À seulement quarante-cinq minutes de train de Paris, Reims est la porte de l’Est de la France. Ville chargée d’histoire, elle attire de nombreux touristes pour toutes les pages du passé dont elle est l’héritière. « Cité des sacres et du champagne », la ville compte parmi les monuments français les plus classés au patrimoine mondial. Sa cathédrale est un joyau médiéval, témoin de plusieurs siècles d’onction des rois de France. Son vin pétillant a transformé le nom de la ville en une marque internationale.

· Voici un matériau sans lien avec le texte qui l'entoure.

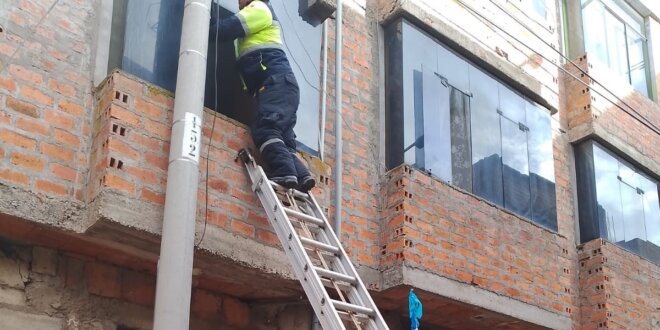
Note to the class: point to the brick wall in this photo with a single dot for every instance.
(45, 60)
(592, 107)
(617, 290)
(443, 230)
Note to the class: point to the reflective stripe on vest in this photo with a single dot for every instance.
(261, 30)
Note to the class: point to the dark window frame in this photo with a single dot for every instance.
(399, 143)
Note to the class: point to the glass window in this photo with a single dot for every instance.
(451, 119)
(614, 36)
(145, 42)
(625, 200)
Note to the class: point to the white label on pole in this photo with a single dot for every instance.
(192, 137)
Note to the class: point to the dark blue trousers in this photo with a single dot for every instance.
(272, 128)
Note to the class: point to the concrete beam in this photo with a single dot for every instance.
(482, 298)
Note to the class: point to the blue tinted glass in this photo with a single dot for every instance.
(437, 140)
(651, 210)
(414, 60)
(152, 39)
(541, 166)
(512, 105)
(608, 195)
(515, 168)
(633, 213)
(486, 145)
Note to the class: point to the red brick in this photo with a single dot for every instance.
(242, 228)
(236, 312)
(206, 305)
(71, 108)
(32, 126)
(67, 138)
(32, 163)
(60, 119)
(124, 116)
(158, 129)
(152, 196)
(36, 95)
(15, 177)
(122, 150)
(113, 181)
(149, 109)
(138, 288)
(25, 74)
(22, 107)
(103, 280)
(63, 172)
(56, 152)
(61, 88)
(51, 187)
(7, 84)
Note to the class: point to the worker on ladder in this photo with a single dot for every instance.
(268, 77)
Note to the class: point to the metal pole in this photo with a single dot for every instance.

Mais une autre vitrine offre aux curieux une raison de plus de venir visiter Reims. Depuis les années 1920, de nombreux bâtiments art déco s’érigent dans la cité et la décorent de mosaïques et de sculptures florales et décoratives, au style assurément épuré, droit et rigoureusement dessiné. C’est ce qui définit d’ailleurs l’art déco.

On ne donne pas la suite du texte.